A third of workers suffer poor mental health

By Dan Colombini13 December 2021

High levels of mental distress and a reluctance to seek professional help among UK construction workers is leading to increased substance abuse and self-harm, according to a new study.

The Institute for Employment for Employment Studies research shows that a third of workers at UK construction sites now suffer from anxiety.

Early findings from the study by the Institute for Employment Studies and charity Mates in Mind, show that intense workloads, financial problems, poor work-life balance and the impact of Covid-19 on the wider construction industry is significantly increasing workers’ stress and anxiety levels.

As a result alcohol consumption, non-prescription drug use and even self-harm are all on the rise, according to the research.

The study, funded by the B&CE Charitable Trust, shows that the mainly male workforce is reluctant to seek treatment for mental health issues.

Preliminary survey findings from over 300 respondents suggest that almost a third are now living with elevated levels of anxiety each day.

The research is investigating the extent of mental health problems in this key workforce and the extent to which new, more accessible forms of support and guidance on mental wellbeing can be offered to individuals experiencing distress, depression, or anxiety.

Construction mental health statistics UK

As reported by the Office for National Statistics (ONS), the suicide rate among construction workers is already three times the national average for men, equating to more than two construction workers taking their own life every day.

Sarah Casemore, managing director of Mates in Mind, said, “We have a real concern that the data shows that sole traders and those working in smaller firms with more severe anxiety were least likely to seek help from most sources.

“This means that too many construction workers every day are going under the radar and are not seeking support from healthcare professionals or mental health charities.
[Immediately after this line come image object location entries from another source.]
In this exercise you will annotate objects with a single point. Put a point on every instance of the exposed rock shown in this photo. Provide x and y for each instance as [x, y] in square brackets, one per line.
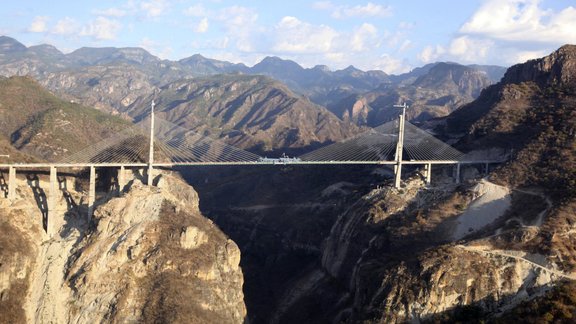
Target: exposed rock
[140, 263]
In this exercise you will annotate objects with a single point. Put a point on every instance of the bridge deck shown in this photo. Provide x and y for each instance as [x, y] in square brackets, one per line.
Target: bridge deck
[173, 164]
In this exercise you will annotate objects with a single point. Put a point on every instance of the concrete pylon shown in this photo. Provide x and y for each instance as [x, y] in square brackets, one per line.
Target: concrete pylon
[52, 201]
[91, 192]
[457, 176]
[399, 149]
[428, 171]
[11, 183]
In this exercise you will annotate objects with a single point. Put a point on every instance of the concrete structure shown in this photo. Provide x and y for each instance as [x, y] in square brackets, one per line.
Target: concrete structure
[151, 148]
[399, 147]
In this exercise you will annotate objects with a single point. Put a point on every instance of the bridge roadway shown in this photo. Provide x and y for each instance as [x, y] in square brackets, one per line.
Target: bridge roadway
[54, 187]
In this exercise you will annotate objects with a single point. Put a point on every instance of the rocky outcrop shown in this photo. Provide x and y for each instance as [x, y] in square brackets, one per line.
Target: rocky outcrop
[252, 112]
[393, 258]
[147, 256]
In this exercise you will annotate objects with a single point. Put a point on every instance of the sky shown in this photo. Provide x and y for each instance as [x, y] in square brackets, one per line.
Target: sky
[394, 36]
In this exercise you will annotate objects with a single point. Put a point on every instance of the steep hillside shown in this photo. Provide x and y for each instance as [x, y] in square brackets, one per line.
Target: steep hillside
[37, 123]
[148, 256]
[469, 251]
[532, 112]
[252, 112]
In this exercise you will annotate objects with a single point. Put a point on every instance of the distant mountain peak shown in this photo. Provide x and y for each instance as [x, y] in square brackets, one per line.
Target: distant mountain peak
[10, 45]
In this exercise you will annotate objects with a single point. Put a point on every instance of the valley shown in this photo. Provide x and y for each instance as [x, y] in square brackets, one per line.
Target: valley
[287, 243]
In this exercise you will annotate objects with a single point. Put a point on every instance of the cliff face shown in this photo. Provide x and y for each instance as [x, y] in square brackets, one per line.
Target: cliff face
[393, 257]
[147, 256]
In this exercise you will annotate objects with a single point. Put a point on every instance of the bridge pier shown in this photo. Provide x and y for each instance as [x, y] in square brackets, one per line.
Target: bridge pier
[91, 192]
[457, 176]
[428, 172]
[11, 183]
[52, 201]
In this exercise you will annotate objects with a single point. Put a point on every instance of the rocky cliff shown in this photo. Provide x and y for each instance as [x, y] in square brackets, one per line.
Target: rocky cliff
[147, 256]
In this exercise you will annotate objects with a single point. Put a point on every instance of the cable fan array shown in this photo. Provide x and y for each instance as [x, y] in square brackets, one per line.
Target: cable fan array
[422, 146]
[177, 145]
[172, 144]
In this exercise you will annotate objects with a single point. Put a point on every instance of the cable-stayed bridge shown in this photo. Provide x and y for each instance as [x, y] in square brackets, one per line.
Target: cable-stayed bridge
[159, 143]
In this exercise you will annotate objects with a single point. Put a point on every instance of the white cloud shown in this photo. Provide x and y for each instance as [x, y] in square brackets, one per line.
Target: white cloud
[462, 49]
[367, 33]
[237, 17]
[197, 10]
[101, 29]
[154, 8]
[111, 12]
[202, 26]
[362, 11]
[240, 25]
[323, 5]
[66, 26]
[507, 32]
[522, 21]
[38, 25]
[294, 36]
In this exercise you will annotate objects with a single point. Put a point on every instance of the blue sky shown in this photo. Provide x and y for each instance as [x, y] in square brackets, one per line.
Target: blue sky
[394, 36]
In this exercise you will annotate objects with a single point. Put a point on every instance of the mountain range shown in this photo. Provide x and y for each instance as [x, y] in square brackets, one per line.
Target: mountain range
[122, 80]
[333, 244]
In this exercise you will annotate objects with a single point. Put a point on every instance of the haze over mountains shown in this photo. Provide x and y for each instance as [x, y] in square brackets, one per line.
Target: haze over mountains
[124, 81]
[326, 244]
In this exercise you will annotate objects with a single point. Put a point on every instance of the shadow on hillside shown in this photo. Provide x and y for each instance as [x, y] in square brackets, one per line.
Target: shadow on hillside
[39, 197]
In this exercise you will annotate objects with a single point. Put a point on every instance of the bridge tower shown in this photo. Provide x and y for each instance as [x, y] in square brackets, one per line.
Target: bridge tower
[399, 146]
[151, 152]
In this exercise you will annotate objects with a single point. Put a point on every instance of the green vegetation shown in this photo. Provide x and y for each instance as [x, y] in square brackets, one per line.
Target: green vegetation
[39, 123]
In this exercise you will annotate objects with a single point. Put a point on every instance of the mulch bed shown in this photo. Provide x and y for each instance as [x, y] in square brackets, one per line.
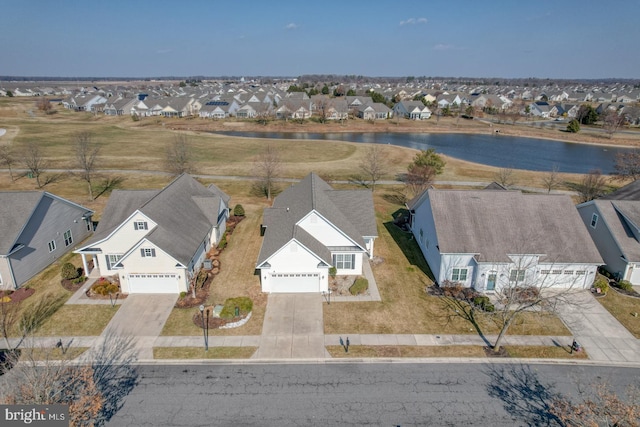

This represents a real hidden crisis which threatens the viability of a major sector of the UK economy and many of those who work in it”.

Mates in Mind, which is dedicated to improving mental health in the construction sector and its related industries, said it will use the research to create a series of interventions for sector workers.

These aim “to educate, inform and support workers whose mental health is causing problems with sickness absence, an increased risk of accidents at work and, ultimately, the risk of an exodus from the sector”. 

Stephen Bevan, the Head of HR research development at IES who led the survey component of the research, said, “We have been concerned to find that so many construction workers are finding it hard to disclose their mental health problems and that these are also causing them to lose sleep, develop severe joint pain and exhibit greater irritability with colleagues and even family members.

“We are hoping that our upcoming interviews with some of our participants will shed more light on the types of support which they feel comfortable and confident to use.”